See a picture you like but cannot remember the original? Or want to use a motif within a design and need to know its source? Or curious who painted that masterpiece? Thanks to new search and retrieval techniques developed by ARTISTE, you can now find out.
European museums and galleries are rich in cultural treasures, but if you are unable to visit the premises then gaining information on their collections can be a challenge. Many of these institutions have online information facilities, however a lack of standardised systems and techniques has often made access more difficult than need be.
The IST project ARTISTE aimed to tackle this problem by developing content-based search and retrieval systems that could be used by major art institutions. Project participants included several leading galleries across Europe, such as the Uffizi in Florence, the National Gallery and the Victoria and Albert (the V&A) museum in London and Centre de Recherché et de Restauration des Musées de France (C2RMF), the restoration centre for French museums including the Louvre. By the close of the project in 2002, the project partners had developed several new and useful ways of accessing information online on major art collections.
Flexible content-based search
"We developed the 'Fax Finder' algorithm for example, which is designed to match a fax to an image," says Kirk Martinez of the University of Southampton. "We might receive a fax copy of an image from an American professor for example. We scan the fax into the system, which is capable of rapidly sifting through a database of 40,000 images, then receive a list of the top 10 or 20 most similar images."
Another ARTISTE development is the ability to carry out a distributed query across more than one collection, for example those of both the Louvre and the National Gallery. Says Martinez, "Say someone wants to find all 17th Century paintings where one particular colour is used. The same query is sent to both institutions. Each then returns their results, in the form of a set of 10 urls with the highest score."
A search algorithm of a very different type was developed specifically to meet the needs of the V&A museum. Unlike the Fax-Finder search that tries to find the single most likely image, this browser-based facility is designed to carry out a search for colour matches and to present the widest possible choice of original images that match the query. Such a facility can be extremely useful to designers seeking a match with an original design.
ARTISTE has also enabled art institutions to detect potential degradation in their collections. "The Uffizi for example is able to set up a query such as 'What pictures in our collection have developed spider-web shaped cracks?" They were able to find four or five pictures with those issues, and start remedial action before those pieces deteriorated."

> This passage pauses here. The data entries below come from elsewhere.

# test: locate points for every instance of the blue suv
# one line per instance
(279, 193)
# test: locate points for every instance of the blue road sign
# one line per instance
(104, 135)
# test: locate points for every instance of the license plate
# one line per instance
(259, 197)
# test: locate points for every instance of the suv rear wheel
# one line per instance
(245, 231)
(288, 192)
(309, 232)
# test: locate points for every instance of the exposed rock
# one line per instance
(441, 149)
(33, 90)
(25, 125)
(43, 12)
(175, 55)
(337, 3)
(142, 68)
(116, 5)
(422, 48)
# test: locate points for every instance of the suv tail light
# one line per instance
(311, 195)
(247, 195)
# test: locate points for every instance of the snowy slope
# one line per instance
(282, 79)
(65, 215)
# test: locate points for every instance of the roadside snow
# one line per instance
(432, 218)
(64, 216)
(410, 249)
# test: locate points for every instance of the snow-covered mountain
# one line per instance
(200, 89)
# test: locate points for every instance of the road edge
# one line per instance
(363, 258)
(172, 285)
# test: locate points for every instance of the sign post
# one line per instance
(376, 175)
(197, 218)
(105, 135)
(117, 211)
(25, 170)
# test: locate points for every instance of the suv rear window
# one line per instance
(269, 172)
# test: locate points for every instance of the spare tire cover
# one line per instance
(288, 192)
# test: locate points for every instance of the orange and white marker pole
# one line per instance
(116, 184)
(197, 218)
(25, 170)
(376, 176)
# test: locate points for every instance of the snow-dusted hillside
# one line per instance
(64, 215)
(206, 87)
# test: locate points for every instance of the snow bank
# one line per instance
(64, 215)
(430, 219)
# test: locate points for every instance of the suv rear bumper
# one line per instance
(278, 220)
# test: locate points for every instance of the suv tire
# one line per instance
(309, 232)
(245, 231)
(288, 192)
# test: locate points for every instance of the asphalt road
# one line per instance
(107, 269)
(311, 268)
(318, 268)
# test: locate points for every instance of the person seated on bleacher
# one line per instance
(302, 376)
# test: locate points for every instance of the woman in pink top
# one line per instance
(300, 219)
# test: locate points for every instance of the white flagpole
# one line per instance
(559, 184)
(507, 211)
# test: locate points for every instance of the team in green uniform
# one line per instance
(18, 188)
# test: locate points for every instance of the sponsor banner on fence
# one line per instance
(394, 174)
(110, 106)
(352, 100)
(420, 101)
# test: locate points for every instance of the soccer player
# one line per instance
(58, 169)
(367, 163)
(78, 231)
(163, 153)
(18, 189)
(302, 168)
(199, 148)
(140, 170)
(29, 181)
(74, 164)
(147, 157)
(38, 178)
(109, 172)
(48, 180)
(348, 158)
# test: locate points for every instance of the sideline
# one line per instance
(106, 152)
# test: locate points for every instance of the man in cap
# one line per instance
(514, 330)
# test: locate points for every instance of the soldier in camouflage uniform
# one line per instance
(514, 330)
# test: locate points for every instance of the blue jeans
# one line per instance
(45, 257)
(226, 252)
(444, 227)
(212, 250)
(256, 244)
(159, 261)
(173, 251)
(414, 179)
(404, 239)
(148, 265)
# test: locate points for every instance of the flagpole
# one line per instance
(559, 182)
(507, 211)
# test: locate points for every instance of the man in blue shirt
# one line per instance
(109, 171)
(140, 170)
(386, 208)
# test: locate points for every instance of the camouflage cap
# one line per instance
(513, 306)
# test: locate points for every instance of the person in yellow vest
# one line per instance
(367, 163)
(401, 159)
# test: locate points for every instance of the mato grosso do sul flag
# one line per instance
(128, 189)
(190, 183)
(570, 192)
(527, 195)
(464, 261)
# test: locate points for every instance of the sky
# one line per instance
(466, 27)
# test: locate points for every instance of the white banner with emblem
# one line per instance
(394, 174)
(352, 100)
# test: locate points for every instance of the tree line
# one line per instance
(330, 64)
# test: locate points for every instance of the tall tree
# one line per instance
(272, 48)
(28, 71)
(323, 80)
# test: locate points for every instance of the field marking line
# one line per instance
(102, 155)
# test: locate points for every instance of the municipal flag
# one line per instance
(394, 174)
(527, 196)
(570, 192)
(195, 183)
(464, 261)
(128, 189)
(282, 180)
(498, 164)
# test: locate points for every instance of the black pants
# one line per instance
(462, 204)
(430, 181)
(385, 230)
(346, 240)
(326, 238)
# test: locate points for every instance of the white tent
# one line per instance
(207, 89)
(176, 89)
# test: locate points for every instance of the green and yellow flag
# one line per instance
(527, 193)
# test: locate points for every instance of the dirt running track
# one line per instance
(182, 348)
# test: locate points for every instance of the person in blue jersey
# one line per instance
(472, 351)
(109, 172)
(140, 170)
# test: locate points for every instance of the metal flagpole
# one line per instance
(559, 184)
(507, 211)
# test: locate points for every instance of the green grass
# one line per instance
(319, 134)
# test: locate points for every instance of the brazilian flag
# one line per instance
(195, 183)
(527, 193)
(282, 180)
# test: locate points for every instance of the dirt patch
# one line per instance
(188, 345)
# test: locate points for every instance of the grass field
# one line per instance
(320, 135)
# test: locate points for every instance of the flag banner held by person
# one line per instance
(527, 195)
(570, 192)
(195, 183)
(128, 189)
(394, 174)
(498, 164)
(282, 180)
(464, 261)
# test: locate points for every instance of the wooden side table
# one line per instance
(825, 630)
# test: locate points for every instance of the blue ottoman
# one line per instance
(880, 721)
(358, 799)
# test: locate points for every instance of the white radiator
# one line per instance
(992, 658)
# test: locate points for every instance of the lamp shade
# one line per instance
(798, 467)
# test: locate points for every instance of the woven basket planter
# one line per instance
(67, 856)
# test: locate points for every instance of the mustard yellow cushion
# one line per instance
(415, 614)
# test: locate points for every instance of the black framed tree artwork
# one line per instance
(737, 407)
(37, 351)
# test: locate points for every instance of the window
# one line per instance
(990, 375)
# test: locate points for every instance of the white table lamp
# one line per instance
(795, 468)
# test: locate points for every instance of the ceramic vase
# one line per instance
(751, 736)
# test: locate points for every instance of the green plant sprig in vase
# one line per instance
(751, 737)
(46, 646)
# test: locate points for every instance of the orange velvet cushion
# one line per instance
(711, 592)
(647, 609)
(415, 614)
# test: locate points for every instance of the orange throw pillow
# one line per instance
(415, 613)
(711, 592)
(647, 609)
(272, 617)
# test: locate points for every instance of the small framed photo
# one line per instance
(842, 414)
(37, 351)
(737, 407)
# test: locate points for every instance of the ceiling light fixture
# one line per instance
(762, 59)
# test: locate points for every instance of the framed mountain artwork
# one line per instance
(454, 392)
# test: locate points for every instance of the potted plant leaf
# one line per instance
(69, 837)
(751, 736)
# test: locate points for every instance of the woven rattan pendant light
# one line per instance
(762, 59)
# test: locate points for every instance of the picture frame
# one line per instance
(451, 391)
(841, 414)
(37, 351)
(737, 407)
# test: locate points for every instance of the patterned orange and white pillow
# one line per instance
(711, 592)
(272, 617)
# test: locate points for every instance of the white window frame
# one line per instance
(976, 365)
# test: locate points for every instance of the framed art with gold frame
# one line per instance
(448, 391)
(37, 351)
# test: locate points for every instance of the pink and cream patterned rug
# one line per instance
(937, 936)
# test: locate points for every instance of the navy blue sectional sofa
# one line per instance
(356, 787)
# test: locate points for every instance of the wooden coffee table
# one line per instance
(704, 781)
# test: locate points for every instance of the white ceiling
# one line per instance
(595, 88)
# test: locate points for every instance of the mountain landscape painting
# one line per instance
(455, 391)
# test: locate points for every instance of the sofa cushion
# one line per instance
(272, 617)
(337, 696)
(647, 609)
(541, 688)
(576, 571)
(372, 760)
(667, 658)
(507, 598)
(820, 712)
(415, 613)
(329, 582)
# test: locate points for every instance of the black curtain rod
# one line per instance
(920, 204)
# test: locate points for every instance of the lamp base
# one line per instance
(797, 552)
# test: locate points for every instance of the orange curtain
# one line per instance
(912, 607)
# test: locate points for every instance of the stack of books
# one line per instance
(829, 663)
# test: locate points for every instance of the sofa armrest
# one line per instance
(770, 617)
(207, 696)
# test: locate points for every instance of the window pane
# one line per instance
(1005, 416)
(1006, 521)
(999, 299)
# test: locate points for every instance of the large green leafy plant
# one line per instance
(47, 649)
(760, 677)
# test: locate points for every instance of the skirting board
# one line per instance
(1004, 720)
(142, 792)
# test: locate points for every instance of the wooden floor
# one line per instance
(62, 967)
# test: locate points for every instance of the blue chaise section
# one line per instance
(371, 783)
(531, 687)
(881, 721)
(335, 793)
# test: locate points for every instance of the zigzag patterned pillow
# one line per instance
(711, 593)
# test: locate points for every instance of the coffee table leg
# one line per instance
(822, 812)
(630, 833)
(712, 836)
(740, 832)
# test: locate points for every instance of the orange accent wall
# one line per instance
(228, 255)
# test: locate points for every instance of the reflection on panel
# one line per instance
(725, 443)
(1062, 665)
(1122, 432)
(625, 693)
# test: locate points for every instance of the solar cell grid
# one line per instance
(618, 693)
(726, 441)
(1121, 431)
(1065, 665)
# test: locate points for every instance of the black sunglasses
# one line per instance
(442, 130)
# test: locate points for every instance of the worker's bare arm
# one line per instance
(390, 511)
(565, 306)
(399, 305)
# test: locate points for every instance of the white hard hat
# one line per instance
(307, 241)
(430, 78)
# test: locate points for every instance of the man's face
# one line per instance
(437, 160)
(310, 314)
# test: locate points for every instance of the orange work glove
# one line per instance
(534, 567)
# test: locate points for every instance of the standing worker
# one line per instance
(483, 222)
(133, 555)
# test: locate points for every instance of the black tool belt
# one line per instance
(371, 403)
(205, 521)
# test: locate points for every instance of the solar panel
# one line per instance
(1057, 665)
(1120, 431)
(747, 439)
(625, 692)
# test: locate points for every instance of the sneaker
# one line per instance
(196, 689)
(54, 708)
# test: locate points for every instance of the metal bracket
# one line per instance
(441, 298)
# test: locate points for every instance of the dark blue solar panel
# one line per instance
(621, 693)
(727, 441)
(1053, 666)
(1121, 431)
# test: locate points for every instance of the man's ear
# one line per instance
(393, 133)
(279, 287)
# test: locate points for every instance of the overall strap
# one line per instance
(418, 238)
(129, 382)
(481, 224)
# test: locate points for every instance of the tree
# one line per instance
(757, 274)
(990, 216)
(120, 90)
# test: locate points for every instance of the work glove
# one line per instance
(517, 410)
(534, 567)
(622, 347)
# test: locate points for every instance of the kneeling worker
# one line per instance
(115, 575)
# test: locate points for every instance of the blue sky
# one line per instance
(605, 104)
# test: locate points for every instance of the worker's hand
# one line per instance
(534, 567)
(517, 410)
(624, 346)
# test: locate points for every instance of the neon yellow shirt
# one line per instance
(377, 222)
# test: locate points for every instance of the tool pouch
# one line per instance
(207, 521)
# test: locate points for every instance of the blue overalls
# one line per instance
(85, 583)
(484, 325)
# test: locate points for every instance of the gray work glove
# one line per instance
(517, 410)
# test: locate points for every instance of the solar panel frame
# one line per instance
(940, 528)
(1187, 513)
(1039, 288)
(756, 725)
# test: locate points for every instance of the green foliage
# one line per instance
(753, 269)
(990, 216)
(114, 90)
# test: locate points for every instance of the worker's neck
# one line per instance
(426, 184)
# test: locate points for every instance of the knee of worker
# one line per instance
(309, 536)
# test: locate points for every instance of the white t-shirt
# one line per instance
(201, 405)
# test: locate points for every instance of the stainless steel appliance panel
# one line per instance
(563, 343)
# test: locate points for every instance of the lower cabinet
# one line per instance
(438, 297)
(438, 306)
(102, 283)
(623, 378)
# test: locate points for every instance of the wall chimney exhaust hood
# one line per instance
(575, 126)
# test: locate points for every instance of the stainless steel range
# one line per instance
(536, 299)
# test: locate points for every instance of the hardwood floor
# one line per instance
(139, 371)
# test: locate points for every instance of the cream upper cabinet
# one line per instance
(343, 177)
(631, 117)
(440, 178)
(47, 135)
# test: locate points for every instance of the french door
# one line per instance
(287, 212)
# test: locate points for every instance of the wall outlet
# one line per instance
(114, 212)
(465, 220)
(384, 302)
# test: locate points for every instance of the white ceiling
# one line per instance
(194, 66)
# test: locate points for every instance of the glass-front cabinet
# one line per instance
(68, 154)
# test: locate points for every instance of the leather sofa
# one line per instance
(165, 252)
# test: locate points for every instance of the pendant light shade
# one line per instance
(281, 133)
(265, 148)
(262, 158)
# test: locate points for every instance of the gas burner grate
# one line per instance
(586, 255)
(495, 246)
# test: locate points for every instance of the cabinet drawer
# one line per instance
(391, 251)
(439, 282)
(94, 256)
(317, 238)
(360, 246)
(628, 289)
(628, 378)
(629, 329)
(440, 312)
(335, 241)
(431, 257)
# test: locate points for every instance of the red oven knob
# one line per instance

Powerful search facilities
James Stevenson of the V&A in London gives a user perspective. "With ARTISTE, we can search our database using combinations of text and image content in the query, which makes the system far more powerful than before. We can submit an image to a database and say, 'Find me an image like this one'. The system can look at aspects of colour distribution for example and find images with similar characteristics."
The system also allows users to go to a colour palette menu and search for images that contain, say, 60 per cent of the same hue. In this way, users can find an original image that is a close match to a design or colour scheme. "We can even take a detail of an image," says Stevenson, "and find its parent. For example in our collection we have thousands of motifs - we can take a motif, or even just a detail of one, and search for its parent."
"We've been working out how to integrate ARTISTE techniques into our current systems," he says. "Although the project made use of a redundant database technology, we have now managed to convert all the features into the open-systems based MySQL.'
Many of the techniques developed successfully under ARTISTE have rolled on into its successor project SCULPTEUR, which has extended the ARTISTE methods of researching two-dimensional images into other media such as 3D models and Quicktime movies. Such abilities are particularly interesting for galleries' sculpture collections.
Providing increased access
ARTISTE project development was driven very much by the needs of the users, emphasises Martinez. "We developed content-based retrieval algorithms for a variety of purposes, say for text, or colour, or colour layouts. These facilities were then tuned to ensure they provided what the users really wanted."
"The project was a success mainly because we were able to see a concrete result which could save people time and effort," he says. "It is not just for professors and professional librarians, but also for the general public. Museums and galleries see it as a good way of increasing access to their collections."